«La Sardegna farà la sua parte nella ricerca della cura contro il Covid-19. Nei laboratori di Alghero tra poco si impegneranno i ricercatori della ViroStatics, gli stessi che per primi hanno dimostrato l'utilità dei cocktail di farmaci per curare l'Hiv. Era il 1994 quando la loro ricerca fu pubblicata su Science». Gavino Sini, cinquantotto anni, presiede la Camera di commercio di Sassari e la Porto Conte ricerche, una società a capitale pubblico con la sede mimetizzata tra la macchia mediterranea e l'omonima rada. È stato nominato dalla Regione qualche settimana prima dell'esplosione della pandemia e il primo atto ufficiale è stato aprire le porte del centro algherese a un pool specializzato nel ramo: «Tutto il mondo è alle prese con l'emergenza coronavirus. Ho pensato che fosse doveroso lavorare in questo senso. La ViroStatics mi ha fatto sapere che era interessata ai nostri spazi: abbiamo trovato subito un'intesa. Il loro motto è "riempiamo i laboratori per svuotare gli ospedali". La diffusione planetaria del virus ha mostrato molti punti deboli a tutte le latitudini, abbiamo capito di essere giganti con i piedi d'argilla. L'unico modo per vincere la paura è investire nella ricerca».

Quando? «Subito, in un laboratorio con la garanzia Bsl3».

Cosa significa? «È una certificazione di massima biosicurezza che consente di lavorare sui virus che hanno un alto grado di pericolosità. Cercheremo di combinare diversi farmaci per trovare una cura che possa salvare tante vite».

Perché il laboratorio era inutilizzato? «Erano indispensabili lavori importanti. Sardegna Ricerche li ha finanziati, ora stiamo valutando gli ultimi dettagli di un progetto che consentirà di avviare lo studio vero e proprio. E non solo quello».

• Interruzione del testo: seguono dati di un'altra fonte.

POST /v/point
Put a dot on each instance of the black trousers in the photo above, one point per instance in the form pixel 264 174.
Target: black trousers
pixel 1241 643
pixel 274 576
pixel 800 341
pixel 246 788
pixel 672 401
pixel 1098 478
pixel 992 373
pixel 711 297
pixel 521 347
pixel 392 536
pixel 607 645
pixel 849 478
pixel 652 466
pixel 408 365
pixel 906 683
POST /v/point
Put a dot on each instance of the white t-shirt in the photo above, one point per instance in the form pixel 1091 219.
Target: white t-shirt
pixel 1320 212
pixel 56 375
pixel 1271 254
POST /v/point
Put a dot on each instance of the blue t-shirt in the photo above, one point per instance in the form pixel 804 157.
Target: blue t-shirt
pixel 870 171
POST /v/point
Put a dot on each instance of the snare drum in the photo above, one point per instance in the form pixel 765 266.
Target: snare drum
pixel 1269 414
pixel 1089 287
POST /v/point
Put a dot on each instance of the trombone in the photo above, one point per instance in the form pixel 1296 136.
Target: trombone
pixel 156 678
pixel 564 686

Cos'altro? «Potranno essere fatte le analisi dei tamponi e dei sieri per il tracciamento dei positivi. Non escludo che in un futuro prossimo spazi e tecnologie siano messi a disposizione del Servizio sanitario nazionale».

I tempi? «Se tutto va bene entro fine maggio i laboratori saranno operativi. Erano fermi da quattro anni, stiamo lavorando per fare il più in fretta possibile. Certo, gli ostacoli non sono mancati. In una situazione di lockdown tutto è più complicato».

Un esempio? «La ditta che porta avanti l'intervento è di Roma, da lì sono arrivati i tecnici: abbiamo affrontato e risolto il loro problema logistico che di questi tempi si è rivelato impegnativo».

Cercheranno anche un vaccino? «La direzione sarà un'altra».

Quale? «Il percorso verso un vaccino è molto lungo e nel mondo ci sono tanti team che battono solo questa strada. A Porto Conte si cercherà la cura dosando un cocktail di farmaci già testati, con tempi che saranno ovviamente ridotti».

Porto Conte ricerche ha un futuro? «Assolutamente sì. Anzi, direi che ha in mano il futuro. È un centro di altissima specializzazione dentro un parco marino e terrestre con il quale stiamo portando avanti diverse iniziative. Quella sulla filiera del grano, per esempio, e altre ricerche nel settore alimentare. Sta a noi cogliere le enormi opportunità che abbiamo davanti». Purtroppo il capitale pubblico spesso non va d'accordo con la ricerca avanzata.

«Oggi ci rendiamo conto che alcuni pregiudizi vanno riconsiderati. Prendiamo la sanità: abbiamo capito che se non ci fosse stata quella pubblica avremmo avuto un numero di vittime molto superiore».

Il Covid ha lavato tutti i peccati del pubblico, lottizzazione in testa? «Ha fatto tabula rasa su tutto e tutti, pubblico e privato. Dovremo riscrivere tanti patti sociali, forse riscopriremo alcuni valori che sembravano dimenticati. È un'occasione che non dobbiamo sprecare».